Again, though, I've gotten off track. Since I've been thinking a lot about my midterm paper, I'm interested in the way the narrative elements blurred the edges of reality in this movie. Since I'm in a fiction-writing program, the term that comes to mind is "unreliable narrator." Though there was not a narrator per se, there was the fact that the audience never knew what was going on. (Not even a little bit.) Unreliable narrators, as I've observed, are sometimes a weakness of a piece, but when there is a reason for their presence they can be absolutely pivotal to the plot. In this case, it was the latter. Not knowing what was going on allowed me to see that Quaid did not know what was going on.

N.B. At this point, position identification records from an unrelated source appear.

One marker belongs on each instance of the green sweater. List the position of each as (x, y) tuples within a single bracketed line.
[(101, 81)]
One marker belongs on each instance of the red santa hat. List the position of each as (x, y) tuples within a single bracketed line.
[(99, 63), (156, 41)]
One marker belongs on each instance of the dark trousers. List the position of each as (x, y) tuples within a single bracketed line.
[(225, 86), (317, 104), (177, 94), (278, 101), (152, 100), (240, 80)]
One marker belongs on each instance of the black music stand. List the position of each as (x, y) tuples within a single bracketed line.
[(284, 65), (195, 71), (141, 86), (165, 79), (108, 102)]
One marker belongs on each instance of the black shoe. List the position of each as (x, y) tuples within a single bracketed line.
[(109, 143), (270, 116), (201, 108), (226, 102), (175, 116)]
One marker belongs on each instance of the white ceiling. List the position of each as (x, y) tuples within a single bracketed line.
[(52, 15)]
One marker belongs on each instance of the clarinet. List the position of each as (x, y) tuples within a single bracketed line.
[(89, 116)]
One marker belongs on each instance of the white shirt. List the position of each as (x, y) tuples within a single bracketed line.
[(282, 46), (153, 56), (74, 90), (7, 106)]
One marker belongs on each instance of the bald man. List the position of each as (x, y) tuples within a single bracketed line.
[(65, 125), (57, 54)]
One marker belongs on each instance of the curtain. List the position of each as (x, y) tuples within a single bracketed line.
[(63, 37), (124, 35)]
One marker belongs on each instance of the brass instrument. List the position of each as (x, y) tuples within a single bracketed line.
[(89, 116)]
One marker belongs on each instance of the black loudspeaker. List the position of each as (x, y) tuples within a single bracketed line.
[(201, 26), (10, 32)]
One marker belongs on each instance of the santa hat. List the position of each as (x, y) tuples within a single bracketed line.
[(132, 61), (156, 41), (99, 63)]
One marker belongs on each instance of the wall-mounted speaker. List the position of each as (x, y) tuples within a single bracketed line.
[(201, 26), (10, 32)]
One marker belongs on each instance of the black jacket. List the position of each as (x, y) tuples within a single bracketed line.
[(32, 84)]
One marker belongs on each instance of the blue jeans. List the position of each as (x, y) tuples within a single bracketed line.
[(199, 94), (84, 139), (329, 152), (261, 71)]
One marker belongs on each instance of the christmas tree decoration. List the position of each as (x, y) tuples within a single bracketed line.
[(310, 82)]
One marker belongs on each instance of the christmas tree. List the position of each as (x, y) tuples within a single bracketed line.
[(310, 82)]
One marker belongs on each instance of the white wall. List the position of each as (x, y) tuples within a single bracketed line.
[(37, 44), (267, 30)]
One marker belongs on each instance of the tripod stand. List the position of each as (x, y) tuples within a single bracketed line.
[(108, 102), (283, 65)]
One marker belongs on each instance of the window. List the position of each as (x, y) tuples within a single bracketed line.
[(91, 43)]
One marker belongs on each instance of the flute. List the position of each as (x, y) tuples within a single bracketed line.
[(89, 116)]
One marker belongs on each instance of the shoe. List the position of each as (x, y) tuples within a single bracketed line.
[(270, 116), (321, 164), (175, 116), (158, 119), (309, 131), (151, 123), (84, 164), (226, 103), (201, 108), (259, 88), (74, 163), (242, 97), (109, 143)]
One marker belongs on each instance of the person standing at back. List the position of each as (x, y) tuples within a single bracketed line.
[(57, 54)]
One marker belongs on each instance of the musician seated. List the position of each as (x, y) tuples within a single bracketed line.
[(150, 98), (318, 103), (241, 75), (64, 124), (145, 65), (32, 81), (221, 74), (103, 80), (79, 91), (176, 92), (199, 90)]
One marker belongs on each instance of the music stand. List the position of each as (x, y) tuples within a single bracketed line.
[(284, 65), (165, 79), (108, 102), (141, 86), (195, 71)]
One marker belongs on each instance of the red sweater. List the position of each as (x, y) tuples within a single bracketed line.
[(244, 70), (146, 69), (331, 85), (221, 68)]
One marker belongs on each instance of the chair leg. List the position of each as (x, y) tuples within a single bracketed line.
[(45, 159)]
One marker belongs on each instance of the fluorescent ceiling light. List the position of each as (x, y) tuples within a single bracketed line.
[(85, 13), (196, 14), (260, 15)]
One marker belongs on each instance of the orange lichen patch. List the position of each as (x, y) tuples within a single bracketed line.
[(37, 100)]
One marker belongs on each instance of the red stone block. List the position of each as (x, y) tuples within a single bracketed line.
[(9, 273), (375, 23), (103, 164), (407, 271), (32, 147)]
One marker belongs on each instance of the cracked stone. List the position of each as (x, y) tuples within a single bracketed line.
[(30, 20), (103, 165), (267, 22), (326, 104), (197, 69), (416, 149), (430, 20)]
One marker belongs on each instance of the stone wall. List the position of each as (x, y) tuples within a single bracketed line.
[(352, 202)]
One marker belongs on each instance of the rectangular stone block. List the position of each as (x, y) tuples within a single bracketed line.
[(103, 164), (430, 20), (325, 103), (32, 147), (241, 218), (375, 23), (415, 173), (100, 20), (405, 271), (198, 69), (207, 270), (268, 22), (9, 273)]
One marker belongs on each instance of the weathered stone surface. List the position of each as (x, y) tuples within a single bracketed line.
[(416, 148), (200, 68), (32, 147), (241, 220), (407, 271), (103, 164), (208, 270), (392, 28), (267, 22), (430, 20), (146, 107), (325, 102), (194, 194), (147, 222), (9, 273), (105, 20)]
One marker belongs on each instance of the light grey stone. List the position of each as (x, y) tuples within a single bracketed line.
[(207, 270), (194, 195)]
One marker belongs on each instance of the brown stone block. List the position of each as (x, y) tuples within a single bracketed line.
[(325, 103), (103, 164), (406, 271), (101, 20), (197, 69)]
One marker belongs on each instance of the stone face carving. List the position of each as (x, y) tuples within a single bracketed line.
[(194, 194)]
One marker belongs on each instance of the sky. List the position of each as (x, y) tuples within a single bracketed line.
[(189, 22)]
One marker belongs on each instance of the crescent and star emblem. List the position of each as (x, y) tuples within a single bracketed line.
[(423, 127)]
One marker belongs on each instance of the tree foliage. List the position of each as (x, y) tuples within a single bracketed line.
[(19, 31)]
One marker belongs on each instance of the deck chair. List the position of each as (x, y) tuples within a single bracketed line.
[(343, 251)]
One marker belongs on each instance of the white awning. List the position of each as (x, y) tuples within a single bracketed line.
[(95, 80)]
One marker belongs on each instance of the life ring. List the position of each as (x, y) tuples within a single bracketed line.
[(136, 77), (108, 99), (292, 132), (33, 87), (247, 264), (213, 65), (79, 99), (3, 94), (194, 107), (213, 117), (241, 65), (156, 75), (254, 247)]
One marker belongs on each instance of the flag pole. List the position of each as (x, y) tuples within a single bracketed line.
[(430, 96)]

This film also broaches the subject of what it means to have an identity. (Still thinking of my midterm project.) When Quaid went to Recall, they sold him memories, allowing him to be himself in a different world, but they upped the stakes when they sold him another identity. If the rest of the plot took place in the Recall experience, Quaid's memories and new identity as a secret agent became part of the same package, but both functioned as extensions of himself. In Blade Runner, Rachael's memories convinced her that she was a person. The same is true of Quaid. If he was Howser, he was still convinced that he was Quaid. If he wasn't Howser, the manipulation of his identity to believe he might be proves how blurry his reality actually was.
Maybe I was wrong - maybe this is a film after all.